A boyfriend with a mustache
and curly brown hair
scraggling around his ears
Carrying a camera to record
the police in helmeted riot gear
wielding their batons

Not seeing then that
they were different
because they had choices
and a safety net behind them.

Tuesday, February 09, 2010

Grandma Bessie

My grandmother, Bessie met her husband, Isaac when she was a child. Together they left their Lithuanian shtetl, Ushpol when they were teenagers. Ushpol was 180 miles north of Vilna. I try to imagine what it was like for them to leave their parents, grandparents and multiple siblings. I think about Bessie’s guts. She was such a small woman with a bun carefully pinned on top of her head. I remember wondering if I could ever measure up. When I was eighteen, I’d take the subway to her apartment and listen to her stories over cups of milk tea. She drank her tea with a cube of sugar dissolving between her teeth.

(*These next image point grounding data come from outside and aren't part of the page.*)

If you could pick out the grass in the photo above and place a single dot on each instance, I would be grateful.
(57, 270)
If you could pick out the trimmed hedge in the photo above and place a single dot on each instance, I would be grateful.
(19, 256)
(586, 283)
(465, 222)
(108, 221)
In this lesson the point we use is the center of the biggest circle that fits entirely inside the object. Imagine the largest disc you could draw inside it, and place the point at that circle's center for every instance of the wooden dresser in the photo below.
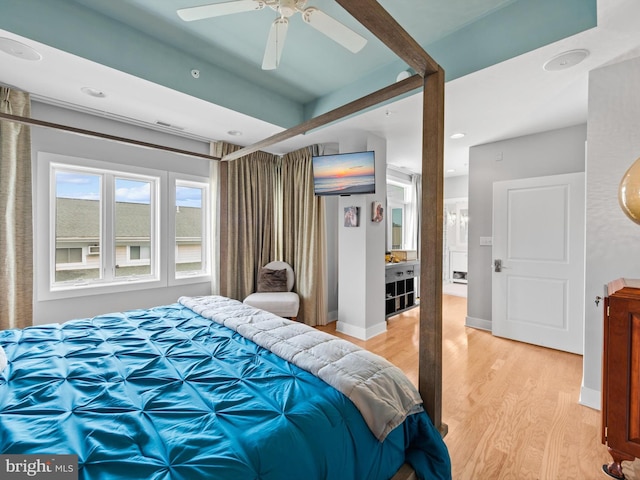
(621, 374)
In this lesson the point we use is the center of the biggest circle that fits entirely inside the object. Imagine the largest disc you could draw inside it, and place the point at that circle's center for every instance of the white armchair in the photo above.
(274, 291)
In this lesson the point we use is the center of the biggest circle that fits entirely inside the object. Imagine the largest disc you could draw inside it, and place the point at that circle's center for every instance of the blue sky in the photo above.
(86, 186)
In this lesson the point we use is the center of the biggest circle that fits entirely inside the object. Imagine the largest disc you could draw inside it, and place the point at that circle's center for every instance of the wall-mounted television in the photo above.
(344, 174)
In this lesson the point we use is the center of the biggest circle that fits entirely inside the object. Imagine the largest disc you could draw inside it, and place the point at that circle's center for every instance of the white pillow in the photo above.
(3, 359)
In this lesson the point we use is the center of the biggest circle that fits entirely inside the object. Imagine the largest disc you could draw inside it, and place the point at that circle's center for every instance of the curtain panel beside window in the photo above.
(270, 213)
(16, 233)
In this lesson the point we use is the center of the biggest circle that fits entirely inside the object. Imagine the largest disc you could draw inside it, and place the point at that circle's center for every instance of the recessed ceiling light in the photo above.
(565, 60)
(19, 50)
(93, 92)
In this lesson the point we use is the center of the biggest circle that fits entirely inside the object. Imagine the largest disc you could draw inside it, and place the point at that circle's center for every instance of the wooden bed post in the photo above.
(430, 354)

From the shtetl, Bessie and Isaac went to Baden Baden, Germany where they hand-rolled cigarettes to make enough money to sail steerage on the SS Friesland from Hamburg. I guess they were there for a while. By the time they set sail, they had a toddler daughter, Mary and were expecting another baby, Ben.

Cousins in Boston welcomed them in the summer of 1906. I didn’t realize then that I should have asked her how she felt during those early days when she was home alone with Mary trying to teach herself English in a strange land while her husband worked at a tobacco store. With Isaac’s experience rolling cigarettes in Germany, picking up the same business in Chelsea, Massachusetts made a lot of sense. Meanwhile Bessie figured out English words by scanning the American newspapers. She taught her husband how to read and speak their new language. I marvel at her intelligence and her resourcefulness and wonder if she was lonely. Did she have neighbors and relatives who could empathize with her challenges?

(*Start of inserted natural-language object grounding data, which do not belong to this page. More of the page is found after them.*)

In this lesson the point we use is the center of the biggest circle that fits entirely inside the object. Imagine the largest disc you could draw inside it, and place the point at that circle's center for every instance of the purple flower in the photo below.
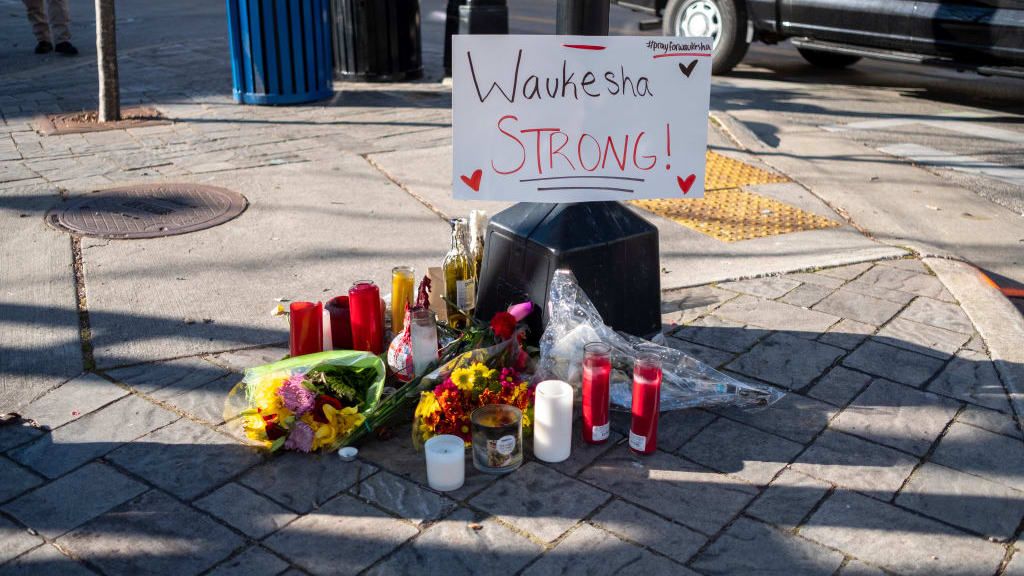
(521, 310)
(296, 397)
(300, 439)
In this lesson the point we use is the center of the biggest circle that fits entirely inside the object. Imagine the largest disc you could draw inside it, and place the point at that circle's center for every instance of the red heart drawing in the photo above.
(683, 184)
(474, 181)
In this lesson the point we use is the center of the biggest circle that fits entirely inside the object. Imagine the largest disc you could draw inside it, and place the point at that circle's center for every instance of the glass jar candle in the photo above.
(596, 381)
(368, 323)
(497, 437)
(306, 328)
(341, 326)
(401, 295)
(423, 332)
(646, 403)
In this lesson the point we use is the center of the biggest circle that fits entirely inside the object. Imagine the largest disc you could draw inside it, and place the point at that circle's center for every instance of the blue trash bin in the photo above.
(281, 50)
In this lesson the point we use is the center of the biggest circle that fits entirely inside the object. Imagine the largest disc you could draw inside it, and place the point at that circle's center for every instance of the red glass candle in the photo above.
(368, 322)
(596, 376)
(341, 325)
(646, 402)
(306, 334)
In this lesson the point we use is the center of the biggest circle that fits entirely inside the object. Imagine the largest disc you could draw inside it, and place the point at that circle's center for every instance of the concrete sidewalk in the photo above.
(896, 450)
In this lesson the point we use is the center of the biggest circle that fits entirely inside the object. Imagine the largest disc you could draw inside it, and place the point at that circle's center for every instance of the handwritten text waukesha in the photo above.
(565, 86)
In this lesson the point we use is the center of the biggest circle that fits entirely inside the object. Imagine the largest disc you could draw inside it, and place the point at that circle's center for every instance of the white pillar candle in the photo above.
(553, 421)
(445, 462)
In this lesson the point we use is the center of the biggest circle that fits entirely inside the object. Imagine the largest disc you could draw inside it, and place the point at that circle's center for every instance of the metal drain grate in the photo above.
(147, 210)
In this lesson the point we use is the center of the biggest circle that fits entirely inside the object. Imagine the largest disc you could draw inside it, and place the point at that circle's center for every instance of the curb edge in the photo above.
(994, 317)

In her nineties, Bessie’s memory understandably became confused. She mixed up fleeing the pogroms and the fiery torches that could decimate a village with the great Chelsea fire of 1908. Both were terrifying events in her family’s history. The pogroms prompted her to leave Ushpol while the Chelsea conflagration destroyed her home and sent her family to a different part of Boston, the West End.

While expanding their family to include five children, Bessie and Isaac migrated from the West End to the North End to Revere to Malden to Charlestown. Isaac was always looking for work as a merchant. When cigarettes could be rolled by machine, he began to measure yard goods in fabric stores. Eventually Bessie worked by Isaac’s side in several variety stores. Over the years, her children have joked that she was more of a professional woman than a housekeeper. Yet I can picture her presiding over her Seder table made up of multiple folding tables attached to her dining room table. This giant table began at her kitchen door and extended to the sills of her living room windows. It was covered with white lace cloths that were pieced together.

Pregnant with my first son, Aron, I recall eating candied carrots while sitting across from Bessie at her kitchen table. It was an autumn afternoon and the waning sun beamed shadows on her curtains. Always retaining her Yiddish accent, she exclaimed: “You have a golden a belly!” She spoke with a sparkle in her eyes and a smile that lit up her whole face. I can feel my shoes brushing her linoleum as I lean back in my chair and listen to her stories that were often sprinkled with her political views and her firm belief that we should always vote and never take that right for granted.